- Coat of arms
- Interactive map of Gmina Limanowa
- Coordinates (Limanowa): 49°42′2″N 20°25′36″E﻿ / ﻿49.70056°N 20.42667°E
- Country: Poland
- Voivodeship: Lesser Poland
- County: Limanowa
- Seat: Limanowa

Area
- • Total: 152.39 km^{2} (58.84 sq mi)

Population (2006)
- • Total: 22,794
- • Density: 149.58/km^{2} (387.40/sq mi)
- Website: http://www.ug.limanowa.pl/

= Gmina Limanowa =

Gmina Limanowa is a rural gmina (administrative district) in Limanowa County, Lesser Poland Voivodeship, in southern Poland.
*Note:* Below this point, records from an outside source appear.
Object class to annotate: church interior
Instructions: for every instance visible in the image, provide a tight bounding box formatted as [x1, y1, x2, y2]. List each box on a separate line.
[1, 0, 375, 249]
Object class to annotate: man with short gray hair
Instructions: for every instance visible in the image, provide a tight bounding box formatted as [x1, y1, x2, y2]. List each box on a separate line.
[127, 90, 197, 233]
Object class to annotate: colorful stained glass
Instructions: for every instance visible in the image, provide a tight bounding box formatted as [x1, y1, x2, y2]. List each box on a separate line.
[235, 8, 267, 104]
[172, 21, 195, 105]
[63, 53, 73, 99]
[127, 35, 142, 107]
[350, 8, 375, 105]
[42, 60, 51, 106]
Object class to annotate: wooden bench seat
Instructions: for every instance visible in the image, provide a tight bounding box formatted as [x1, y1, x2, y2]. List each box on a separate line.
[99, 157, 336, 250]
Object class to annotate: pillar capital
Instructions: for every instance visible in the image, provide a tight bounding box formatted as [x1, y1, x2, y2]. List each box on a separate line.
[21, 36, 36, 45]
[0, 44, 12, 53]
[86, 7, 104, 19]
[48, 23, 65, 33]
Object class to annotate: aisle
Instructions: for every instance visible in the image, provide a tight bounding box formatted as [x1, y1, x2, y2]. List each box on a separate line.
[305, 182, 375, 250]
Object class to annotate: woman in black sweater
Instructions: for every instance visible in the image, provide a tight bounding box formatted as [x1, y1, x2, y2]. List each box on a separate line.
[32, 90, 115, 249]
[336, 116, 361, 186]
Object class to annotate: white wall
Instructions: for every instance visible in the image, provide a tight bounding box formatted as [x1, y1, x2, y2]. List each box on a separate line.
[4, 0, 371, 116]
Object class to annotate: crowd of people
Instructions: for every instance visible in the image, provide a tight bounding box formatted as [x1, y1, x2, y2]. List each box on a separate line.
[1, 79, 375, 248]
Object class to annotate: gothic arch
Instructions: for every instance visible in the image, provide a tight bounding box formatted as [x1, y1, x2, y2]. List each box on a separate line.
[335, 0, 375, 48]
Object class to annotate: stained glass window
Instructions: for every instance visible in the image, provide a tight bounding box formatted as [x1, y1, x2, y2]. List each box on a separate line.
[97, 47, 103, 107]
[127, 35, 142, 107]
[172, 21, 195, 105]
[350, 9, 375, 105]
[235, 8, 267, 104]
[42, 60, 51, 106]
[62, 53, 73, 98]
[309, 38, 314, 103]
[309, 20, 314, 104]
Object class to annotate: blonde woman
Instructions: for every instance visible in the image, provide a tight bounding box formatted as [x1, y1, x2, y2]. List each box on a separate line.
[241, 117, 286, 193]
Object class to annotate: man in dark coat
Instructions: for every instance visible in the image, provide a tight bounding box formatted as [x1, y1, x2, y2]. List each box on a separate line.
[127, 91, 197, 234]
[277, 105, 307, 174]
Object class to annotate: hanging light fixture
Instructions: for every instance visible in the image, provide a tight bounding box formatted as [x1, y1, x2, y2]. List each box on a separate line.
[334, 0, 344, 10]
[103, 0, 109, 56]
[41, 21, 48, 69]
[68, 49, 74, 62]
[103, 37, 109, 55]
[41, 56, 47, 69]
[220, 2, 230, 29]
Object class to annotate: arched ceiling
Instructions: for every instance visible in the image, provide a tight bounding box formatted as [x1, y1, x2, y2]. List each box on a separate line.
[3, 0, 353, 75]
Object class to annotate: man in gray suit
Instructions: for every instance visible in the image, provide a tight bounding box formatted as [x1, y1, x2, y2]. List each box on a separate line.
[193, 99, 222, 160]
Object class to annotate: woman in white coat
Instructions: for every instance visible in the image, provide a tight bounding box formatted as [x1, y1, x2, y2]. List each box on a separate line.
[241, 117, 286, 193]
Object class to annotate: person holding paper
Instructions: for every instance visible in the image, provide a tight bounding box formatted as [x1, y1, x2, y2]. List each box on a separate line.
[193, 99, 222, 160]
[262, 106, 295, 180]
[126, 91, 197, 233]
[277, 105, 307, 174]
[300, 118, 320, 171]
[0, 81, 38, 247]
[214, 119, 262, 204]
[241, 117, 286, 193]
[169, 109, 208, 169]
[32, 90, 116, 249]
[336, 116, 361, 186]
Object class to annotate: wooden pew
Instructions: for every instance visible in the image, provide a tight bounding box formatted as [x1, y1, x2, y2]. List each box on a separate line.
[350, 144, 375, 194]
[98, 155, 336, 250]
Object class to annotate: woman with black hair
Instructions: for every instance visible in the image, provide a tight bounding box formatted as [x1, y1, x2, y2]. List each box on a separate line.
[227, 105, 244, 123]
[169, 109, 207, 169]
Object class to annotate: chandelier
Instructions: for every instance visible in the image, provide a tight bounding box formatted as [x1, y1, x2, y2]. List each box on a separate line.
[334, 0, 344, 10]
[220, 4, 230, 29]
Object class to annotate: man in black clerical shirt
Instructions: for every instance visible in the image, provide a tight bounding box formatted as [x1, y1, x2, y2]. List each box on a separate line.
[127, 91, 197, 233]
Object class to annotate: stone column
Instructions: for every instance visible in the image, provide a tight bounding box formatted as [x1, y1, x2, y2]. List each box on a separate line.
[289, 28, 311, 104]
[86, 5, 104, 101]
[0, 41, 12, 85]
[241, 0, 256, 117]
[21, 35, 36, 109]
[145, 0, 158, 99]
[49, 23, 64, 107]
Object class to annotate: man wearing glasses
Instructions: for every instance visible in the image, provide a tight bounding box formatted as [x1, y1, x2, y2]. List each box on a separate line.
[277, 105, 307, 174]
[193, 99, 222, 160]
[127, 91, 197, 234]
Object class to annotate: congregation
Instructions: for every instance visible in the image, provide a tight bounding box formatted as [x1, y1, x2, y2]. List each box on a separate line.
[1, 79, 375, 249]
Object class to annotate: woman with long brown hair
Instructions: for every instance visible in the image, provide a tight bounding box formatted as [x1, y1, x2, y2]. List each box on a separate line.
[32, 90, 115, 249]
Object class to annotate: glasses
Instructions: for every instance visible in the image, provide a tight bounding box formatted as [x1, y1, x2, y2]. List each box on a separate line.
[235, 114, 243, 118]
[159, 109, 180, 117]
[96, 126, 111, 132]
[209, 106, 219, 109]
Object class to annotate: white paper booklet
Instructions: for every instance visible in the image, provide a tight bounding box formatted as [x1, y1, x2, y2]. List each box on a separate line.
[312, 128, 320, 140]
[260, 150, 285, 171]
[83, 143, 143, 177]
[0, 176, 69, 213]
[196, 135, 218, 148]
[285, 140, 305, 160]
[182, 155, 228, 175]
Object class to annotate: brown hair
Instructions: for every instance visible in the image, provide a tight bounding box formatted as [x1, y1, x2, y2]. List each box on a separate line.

Its seat is the town of Limanowa, although the town is not part of the territory of the gmina.

The gmina covers an area of 152.39 km2, and as of 2006 its total population is 22,794.

==Villages==
Gmina Limanowa contains the villages and settlements of Bałażówka, Kanina, Kisielówka, Kłodne, Koszary, Lipowe, Makowica, Męcina, Młynne, Mordarka, Nowe Rybie, Pasierbiec, Pisarzowa, Rupniów, Siekierczyna, Sowliny, Stara Wieś, Stare Rybie, Walowa Góra and Wysokie.

==Neighbouring gminas==
Gmina Limanowa is bordered by the town of Limanowa and by the gminas of Chełmiec, Jodłownik, Łapanów, Laskowa, Łososina Dolna, Łukowica, Podegrodzie, Słopnice, Trzciana and Tymbark.